В кухне же напротив осталось почти всё: и большой обеденный стол с длинной лавкой с одной стороны и полудюжиной табуретов с другой, и тоже немаленький стол для готовки со шкафами над ним, и мойка на две раковины. Плиты, правда, не было, но я знала, что на прицепе приехала новая.
Тут кто-то постучал в дверь. Мы дружно выскочили в прихожую и обнаружили на крыльце пару — мужчину лет тридцати пяти и женщину немногим старше Саши.
— Добрый вечер, мы ваши соседи, — женщина показала на следующий дом по нашей стороне. — Меня зовут Катя, а его, — тут она повернулась и нежно прикоснулась к руке мужчины, — Антон, он мой муж. Мы увидели, что вы заселились, и пришли познакомиться.
Мы представились, и я увидела, что в отличие от новичков, старожилы на слова «приёмная дочка» отреагировали понимающими и сочувствующими взглядами.
Антон посмотрел на наш прицеп.
— Девчата, а вы вещи привезли с собой?
— Да, — ответила Саша.
— Так надо их занести.
— Генрих Карлович обещал завтра дать несколько человек, чтобы помочь.
Антон махнул рукой:
— Зачем беспокоить Генриха, мы сейчас быстренько всё затащим сами. Я только мужиков свистну, — и быстро сбежал с крыльца и направился к соседнему дому.
Тут Саша спохватилась и пригласила Катю в дом. На кухне мы присели на табуреты и Саша спросила у Кати, работает ли ещё магазин на соседней улице, мимо которого мы проезжали. Получив утвердительный ответ, попросила меня съездить туда и купить продуктов на «быструю поляну», ну и «чё-нибудь» мужчинам. Катя подсказала не забивать себе голову и взять трёхлитровую бутыль с вишнёвкой и угощение, и голова завтра у мужиков болеть не будет. Саша дала мне пятьдесят экю, и я, цапнув по дороге ключи, побежала к «индусику».
Продуктами я закупилась быстро, продавец и пара покупательниц, поняв, что мне надо, подсказали мне, что лучше взять и как это приготовить по-быстрому.

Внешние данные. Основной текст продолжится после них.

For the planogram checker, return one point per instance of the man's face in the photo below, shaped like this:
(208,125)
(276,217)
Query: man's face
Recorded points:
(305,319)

Вернувшись, я увидела, что прицеп наполовину уже разгружен, и четверо мужчин во главе с Антоном разносят по дому ящики. Я отправилась на кухню, где Саша с Катей распаковывали холодильник, и уже стояли два ящика с надписью «посуда». Быстро разобравшись с их содержимым, я мысленно поблагодарила Сашину маму за подбор посуды, быстренько помыла необходимое количество мисок и тарелок и стала готовить закусь.
В доме стоял шум, за стенкой в постирочной было слышно, как двое из гостей «по-русски» обсуждали подключение стиральной машины, пока на них не шикнула Катя.

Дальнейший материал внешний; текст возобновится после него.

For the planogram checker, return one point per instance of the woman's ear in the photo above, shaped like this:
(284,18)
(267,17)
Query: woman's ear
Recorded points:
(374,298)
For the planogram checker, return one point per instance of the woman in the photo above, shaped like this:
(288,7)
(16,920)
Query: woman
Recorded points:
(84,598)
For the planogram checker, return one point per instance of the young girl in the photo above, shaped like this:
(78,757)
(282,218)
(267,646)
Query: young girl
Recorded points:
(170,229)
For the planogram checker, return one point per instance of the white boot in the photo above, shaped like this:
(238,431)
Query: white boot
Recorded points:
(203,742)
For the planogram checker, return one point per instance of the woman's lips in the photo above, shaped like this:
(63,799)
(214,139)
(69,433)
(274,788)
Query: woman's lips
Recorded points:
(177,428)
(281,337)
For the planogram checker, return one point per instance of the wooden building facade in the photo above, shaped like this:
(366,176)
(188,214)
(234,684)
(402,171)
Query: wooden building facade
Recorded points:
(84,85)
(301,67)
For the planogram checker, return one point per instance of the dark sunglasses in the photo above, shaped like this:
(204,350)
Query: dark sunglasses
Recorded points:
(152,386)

Я поставила вариться на «Шмеле» десяток яиц и начала строгать колбасу и сыр, радуясь про себя, что продукты здесь действительно дешёвые.
Саша с Катей тем временем закончили мыть холодильник и переключились на морозильник. Попутно Катя рассказывала о своей жизни здесь, о том, как встретила своего Антона, о том, как в начале сухого сезона родила сыночка, и что он на днях пошёл, и что они с мужем планируют не меньше четверых. Саша вслух удивилась таким наполеоновским планам, на что Катя ей ответила:
— Во-первых, здесь реальная потребность в людях, и иммигранты из-за ленточки вопроса не решат, а только те, кто родился здесь, те, для кого здесь — родина. Вот поэтому дети всячески приветствуются. Во-вторых, дети — это и обеспечение старости родителей, хоть пенсионную систему и создают, но всё равно расчёт на семью значит не меньше. Ну и как это ни жутко говорить, но детская смертность от несчастных случаев здесь намного больше, чем «за ленточкой», и иметь одного ребёнка — это трястись от страха за него всю жизнь.
— А если у тебя их несколько, ведь всё равно будешь над каждым трястись, — удивилась я.
— Конечно, будешь, — согласилась Катя. — Просто понимаешь, вот когда я ещё жила «за ленточкой», у нас в доме была женщина, личная жизнь у неё не сложилась, родила одна, когда ей было уже сорок, а когда пацану было десять — его сбила машина. Год спустя она выбросилась из окна. И я, хоть и считаю самоубийство страшным грехом, но почему она это сделала — я понимаю. Одиночество в старости — страшная вещь.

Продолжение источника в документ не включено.